Une "rock star" christique, éprise de vérité et de fureur créatrice : c'est le nouveau visage du célèbre peintre "Caravage" proposé par le réalisateur italien Michele Placido, dans un film éponyme, en salles mercredi. Incarné par l'acteur Riccardo Scamarcio, choisi par le réalisateur pour son étonnante "ressemblance avec le peintre dans certains de ses tableaux", cette co-production franco-italienne retrace un moment de la vie du peintre d'une haute intensité dramatique.
L'histoire s'ouvre dans un décor poisseux et pluvieux
Accusé de meurtre, Le Caravage a fui Rome et s'est réfugié à Naples. Soutenu par la puissante famille Colonna, il tente d'obtenir la grâce de l'Église pour revenir à Rome. Le Pape décide alors de faire mener par un inquisiteur, l'Ombre, une enquête sur le peintre dont l'art est jugé subversif et contraire à la morale de l'Église.
Aux côtés de Riccardo Scamarcio, Louis Garrel (L'Ombre), Isabelle Huppert (Costanza Colonna) et sa fille, Lolita Chammah (Anna Bianchini) complètent la distribution du film, qui a été tourné dans la langue de Dante. L'histoire s'ouvre dans un décor poisseux et pluvieux, reconstitué afin de "réaliser un film authentique, sale, loin de la tentation d'une reconstitution léchée", explique à l'AFP le réalisateur, 76 ans, ancien flic des rues de Rome, qui fut aussi acteur sur les planches et au cinéma, avant de prendre la caméra. Il a "fait appel à des historiens comme Vincenzo Pacelli tant pour la grande fidélité des reconstitutions historiographiques des tableaux" du Caravage que pour sa vie et sa mort.
Le Caravage "a été l'un des premiers metteurs en scène de l'histoire et même l'un des premiers chefs opérateurs", dit-il. "Il utilisait des personnes qu'il mettait en scène comme s'il s'agissait d'un véritable plateau de tournage, avec des lumières et des ombres recréant fidèlement sa vision d'une scène de vie". C'est le cas de son chef d'œuvre "La mort de la Vierge", tableau emblématique conservé au Louvre, "qui a fait scandale parce qu'il a utilisé une célèbre prostituée de l'époque, Anna Bianchini, pour représenter la Vierge. Il reproduisait la scène et mettait ensuite tout sur la toile", ajoute-t-il.
L'une des forces du film : la reconstitution de scènes bibliques et de vie
L'une des forces du film tient à cette reconstitution de scènes bibliques et de vie, dans des couleurs extrêmement fidèles aux toiles du Caravage, avec des mendiants et parias de la société comme modèles vivants, ce que l'Eglise va lui reprocher même si certains de ses membres ne pourront s'empêcher d'admirer son génie.

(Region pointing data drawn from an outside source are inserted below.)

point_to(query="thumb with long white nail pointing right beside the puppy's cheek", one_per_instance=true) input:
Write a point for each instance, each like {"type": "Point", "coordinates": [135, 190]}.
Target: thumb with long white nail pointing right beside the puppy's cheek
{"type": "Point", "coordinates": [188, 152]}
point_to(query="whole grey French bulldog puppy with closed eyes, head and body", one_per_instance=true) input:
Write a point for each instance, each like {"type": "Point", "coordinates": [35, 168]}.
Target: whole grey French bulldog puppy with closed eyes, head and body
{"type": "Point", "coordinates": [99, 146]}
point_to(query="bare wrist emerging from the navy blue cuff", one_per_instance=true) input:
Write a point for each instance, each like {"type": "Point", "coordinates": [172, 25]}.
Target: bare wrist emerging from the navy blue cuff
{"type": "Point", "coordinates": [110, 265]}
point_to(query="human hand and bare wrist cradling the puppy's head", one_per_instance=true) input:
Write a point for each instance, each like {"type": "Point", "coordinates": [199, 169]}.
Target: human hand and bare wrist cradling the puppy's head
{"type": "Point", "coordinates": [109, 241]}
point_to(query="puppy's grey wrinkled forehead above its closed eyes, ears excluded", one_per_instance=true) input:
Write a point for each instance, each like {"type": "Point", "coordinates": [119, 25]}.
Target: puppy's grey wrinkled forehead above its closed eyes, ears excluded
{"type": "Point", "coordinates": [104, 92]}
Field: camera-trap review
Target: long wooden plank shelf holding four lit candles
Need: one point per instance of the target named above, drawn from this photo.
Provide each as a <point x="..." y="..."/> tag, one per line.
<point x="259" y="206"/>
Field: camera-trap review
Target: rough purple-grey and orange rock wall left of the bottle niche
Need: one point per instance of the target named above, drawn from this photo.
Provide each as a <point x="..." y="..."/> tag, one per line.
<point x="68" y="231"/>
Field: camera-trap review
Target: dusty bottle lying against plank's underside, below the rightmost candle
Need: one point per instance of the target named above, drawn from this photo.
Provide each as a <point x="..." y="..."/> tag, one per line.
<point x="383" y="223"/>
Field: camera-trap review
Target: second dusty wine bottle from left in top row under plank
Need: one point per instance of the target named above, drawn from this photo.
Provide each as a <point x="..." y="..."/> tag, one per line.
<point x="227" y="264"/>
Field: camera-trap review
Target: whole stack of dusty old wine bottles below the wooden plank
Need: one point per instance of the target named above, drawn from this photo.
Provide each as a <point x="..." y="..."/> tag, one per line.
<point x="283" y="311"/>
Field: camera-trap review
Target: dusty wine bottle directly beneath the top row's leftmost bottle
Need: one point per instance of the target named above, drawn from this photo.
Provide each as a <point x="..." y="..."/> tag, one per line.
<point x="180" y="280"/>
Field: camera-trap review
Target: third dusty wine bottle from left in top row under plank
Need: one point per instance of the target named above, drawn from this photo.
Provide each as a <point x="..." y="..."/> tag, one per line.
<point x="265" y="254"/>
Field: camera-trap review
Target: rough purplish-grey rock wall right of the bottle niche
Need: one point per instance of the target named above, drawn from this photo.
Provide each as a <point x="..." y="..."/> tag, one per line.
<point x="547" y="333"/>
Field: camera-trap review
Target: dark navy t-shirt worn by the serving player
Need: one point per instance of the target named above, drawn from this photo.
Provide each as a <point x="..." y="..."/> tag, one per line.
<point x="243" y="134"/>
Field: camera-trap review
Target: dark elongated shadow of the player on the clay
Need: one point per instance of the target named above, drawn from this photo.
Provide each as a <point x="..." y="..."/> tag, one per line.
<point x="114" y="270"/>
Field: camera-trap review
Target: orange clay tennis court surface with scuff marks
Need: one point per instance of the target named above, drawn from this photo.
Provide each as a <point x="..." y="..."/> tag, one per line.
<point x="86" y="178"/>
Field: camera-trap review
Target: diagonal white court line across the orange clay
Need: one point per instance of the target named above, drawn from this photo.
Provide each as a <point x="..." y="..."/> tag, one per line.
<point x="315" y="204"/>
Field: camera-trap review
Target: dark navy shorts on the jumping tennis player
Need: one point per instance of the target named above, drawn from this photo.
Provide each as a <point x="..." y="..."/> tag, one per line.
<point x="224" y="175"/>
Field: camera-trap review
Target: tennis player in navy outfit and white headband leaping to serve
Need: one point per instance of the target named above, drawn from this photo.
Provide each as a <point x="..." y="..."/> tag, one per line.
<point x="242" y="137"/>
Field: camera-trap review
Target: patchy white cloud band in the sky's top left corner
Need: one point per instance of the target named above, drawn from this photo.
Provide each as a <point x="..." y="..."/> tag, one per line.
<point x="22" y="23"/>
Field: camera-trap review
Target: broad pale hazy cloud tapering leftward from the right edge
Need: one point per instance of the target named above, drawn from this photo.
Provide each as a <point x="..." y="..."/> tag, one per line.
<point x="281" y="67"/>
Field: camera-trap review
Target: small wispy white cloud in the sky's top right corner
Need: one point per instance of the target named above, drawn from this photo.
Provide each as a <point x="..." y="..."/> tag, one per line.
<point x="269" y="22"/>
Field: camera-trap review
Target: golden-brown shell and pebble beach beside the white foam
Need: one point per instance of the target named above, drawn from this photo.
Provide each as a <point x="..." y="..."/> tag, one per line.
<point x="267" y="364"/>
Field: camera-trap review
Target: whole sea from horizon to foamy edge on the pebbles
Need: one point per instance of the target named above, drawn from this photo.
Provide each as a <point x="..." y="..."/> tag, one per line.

C'est précisément "un Caravage qui s'oppose à la somptuosité de l'Église", que le réalisateur dit avoir voulu mettre en scène avec "une image un peu rock".
Ses nuits agitées de fêtes et de tourments succèdent à des journées de déambulations ininterrompues. Le Caravage ne semble s'arrêter que lors de fulgurantes inspirations où toute son attention est retenue par la vision d'une scène qu'il va peindre.
Michele Merisi da Caravaggio, son vrai nom, francisé Carvage ou Le Caravage, est né en 1571 à Milan. Il a d'abord choisi la voie ecclésiastique "avant de consacrer toute sa vie à représenter les +derniers+, les plus aimés par le Christ: les gens du peuple, les prostituées, les gens de mauvaise réputation, les pauvres, les parias de la société", souligne Michele Placido.
Le film offre une plongée spectaculaire dans les ateliers d'artistes de l'époque où apparaît Artemisia Gentileschi, née à l'époque de l'Académie de Capo de Fiori et qui fut l'une des premières femmes peintres de l'histoire. On suit aussi Le Caravage en prison où il croise Giordano Bruno, lors de son exécution.